Cómo abordar la primera resaca de los hijos

 

Buenas, soy Emilio Calatayud. Feliz 2018. Os deseo que, como mínimo, nos quedemos como estamos. Seguramente, muchos padres habrán pasado esta Nochevieja por el trance de autorizar a los hijos que salieran de fiesta por primera vez. O sea, que no habrán dormido nada, los padres, quiero decir (y los hijos tampoco).

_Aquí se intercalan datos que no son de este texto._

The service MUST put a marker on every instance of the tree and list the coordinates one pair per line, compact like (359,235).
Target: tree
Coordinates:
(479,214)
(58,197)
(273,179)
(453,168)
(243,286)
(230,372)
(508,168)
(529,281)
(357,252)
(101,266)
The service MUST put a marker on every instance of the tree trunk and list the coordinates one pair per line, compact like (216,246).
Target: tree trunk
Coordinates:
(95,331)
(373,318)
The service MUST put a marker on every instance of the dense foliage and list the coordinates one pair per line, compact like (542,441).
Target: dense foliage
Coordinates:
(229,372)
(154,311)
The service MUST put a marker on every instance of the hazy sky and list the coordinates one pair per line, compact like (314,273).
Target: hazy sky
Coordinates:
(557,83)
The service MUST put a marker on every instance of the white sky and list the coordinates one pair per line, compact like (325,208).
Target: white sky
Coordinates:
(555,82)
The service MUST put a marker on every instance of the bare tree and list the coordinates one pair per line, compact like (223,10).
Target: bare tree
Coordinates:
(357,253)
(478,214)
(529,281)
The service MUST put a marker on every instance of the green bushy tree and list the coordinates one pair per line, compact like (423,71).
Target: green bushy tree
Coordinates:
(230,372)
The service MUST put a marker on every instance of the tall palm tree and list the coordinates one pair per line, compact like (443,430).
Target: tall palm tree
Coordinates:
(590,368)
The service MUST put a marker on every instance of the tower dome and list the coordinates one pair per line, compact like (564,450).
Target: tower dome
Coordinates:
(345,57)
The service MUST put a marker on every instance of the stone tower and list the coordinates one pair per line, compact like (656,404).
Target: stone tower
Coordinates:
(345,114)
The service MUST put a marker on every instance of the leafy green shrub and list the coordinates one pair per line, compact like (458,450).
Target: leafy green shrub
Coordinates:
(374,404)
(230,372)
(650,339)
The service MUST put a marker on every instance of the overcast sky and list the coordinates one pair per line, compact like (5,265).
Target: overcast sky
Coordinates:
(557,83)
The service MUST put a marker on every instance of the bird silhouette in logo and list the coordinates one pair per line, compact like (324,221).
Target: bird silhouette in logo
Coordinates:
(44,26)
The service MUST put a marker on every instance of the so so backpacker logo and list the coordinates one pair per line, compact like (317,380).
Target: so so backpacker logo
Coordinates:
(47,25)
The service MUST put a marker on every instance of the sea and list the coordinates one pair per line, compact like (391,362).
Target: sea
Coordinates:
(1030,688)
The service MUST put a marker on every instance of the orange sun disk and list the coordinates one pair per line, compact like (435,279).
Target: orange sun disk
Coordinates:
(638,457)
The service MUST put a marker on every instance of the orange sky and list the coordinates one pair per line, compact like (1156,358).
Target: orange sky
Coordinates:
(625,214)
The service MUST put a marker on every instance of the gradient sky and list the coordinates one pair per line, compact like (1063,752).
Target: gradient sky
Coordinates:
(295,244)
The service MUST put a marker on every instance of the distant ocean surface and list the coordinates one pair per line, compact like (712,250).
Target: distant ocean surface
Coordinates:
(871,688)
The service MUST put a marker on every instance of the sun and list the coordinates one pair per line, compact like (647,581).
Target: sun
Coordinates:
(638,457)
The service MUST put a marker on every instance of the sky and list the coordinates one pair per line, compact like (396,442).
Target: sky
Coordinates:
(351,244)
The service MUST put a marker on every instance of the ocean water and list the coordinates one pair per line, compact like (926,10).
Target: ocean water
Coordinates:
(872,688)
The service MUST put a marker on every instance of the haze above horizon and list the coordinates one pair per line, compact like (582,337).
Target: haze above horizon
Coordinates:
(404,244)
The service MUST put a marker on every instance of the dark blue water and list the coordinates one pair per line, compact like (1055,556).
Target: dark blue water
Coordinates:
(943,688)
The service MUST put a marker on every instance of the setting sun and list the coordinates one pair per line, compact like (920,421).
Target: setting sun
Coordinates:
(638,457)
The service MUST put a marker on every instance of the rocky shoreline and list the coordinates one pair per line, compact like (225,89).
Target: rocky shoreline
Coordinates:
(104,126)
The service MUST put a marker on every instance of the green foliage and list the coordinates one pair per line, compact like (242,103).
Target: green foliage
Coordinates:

Aquí van una serie de recomendaciones para abordar la primera resaca de los hijos. No os garantizo que sirvan para nada, pero menos da una piedra

  1. Lo primero y fundamental es que os deis cuenta de que, a partir de ahora, vais a pasar muchas noches en blanco. Es lo que os espera, así que lo mejor es que lo asumáis cuanto antes. Cuantas menos irritaciones, mejor. Y el que sepa rezar que rece, y el que no, que invoque las energías positivas. Además, los hijos dan muchas satisfacciones. Eso dicen…
  2. Hablar con los hijos cuando acaban de llegar de juerga no sirve de nada. En esos momentos, bien sea porque han bebido o porque están cansados (o ambas cosas a la vez), esas conversaciones de pasillo no sirven de nada. El niño está deseando meterse en la cama y vosotros estáis en pijama, que es algo que os resta autoridad. Eso sí podéis revisar y oler sus ropas para calmar un poco los nervios.
  3. Una vez que se levanten, cuando la resaca esté en todo lo alto, es el mejor momento para pedirle explicaciones y detalles. Se mostrarán irritables, pero no importa. Es el momento de vengarse del miedo que has pasado esperando a que volviera. Igual no os cuentan nada interesante y responden con monosílabos, pero no hay cosa que les fastidie más que un interrogatorio tras haberse estrenado como noctámbulos. Donde las dan las toman.